Elf Owl: Small owl, gray-brown body heavily mottled white and cinnamon-brown. Round head lacks ear tufts; facial disk bordered by thin, black line. Eyes are pale yellow highlighted by white eyebrows. Wings are long. Bristly feathers sparsely cover feet and legs. Tail is short with 3 to 5 pale bars.
Range and Habitat
Elf Owl: Resident in southwest U.S. and Mexico. Preferred habitats include deserts, thorn scrub, and mesquite or deciduous riparian woodlands; most abundant in deserts dominated by giant saguaro.
The Elf Owl is currently classified as Least Concern. The prior rating for the Elf Owl was Lower Risk. This rating was changed in 2000 to Least Concern due to no current evidence which would suggest that the population of the Elf Owl is nearing decline or has declined over the past few years or generations. The range of the Elf Owl is fairly large, spanning nearly 600,000 square kilometers. The population of the Elf Owl is almost 200,000 individual birds within its native range. The Elf Owl is native to Mexico and the United States.

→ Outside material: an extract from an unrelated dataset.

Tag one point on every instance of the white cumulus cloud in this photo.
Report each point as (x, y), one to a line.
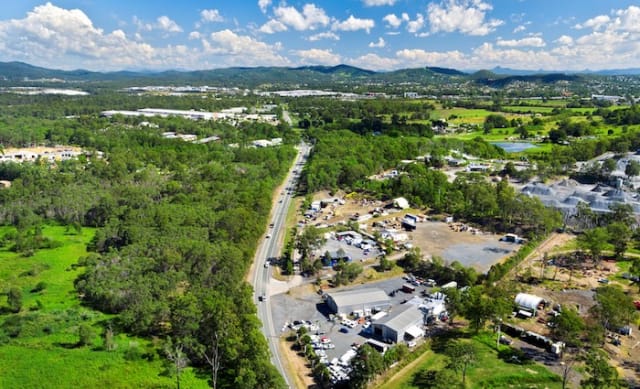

The first published report of the Elf Owl was by James Graham Cooper in 1861. They have also been called Texas Elf Owl, Whitney's Elf Owl, and Dwarf Owl.
Their breeding success is the highest of any reported for North American Owls, with 70% of all eggs fledging. This high rate of success may be due to the difficulty that predators have in reaching nests, which are often in cacti.
They are the smallest owls in the world, and when captured, they will play opossum until sure that all danger has passed.
A group of owls has many collective nouns, including a "bazaar", "glaring", "parliament", "stooping", and "wisdom" of owls.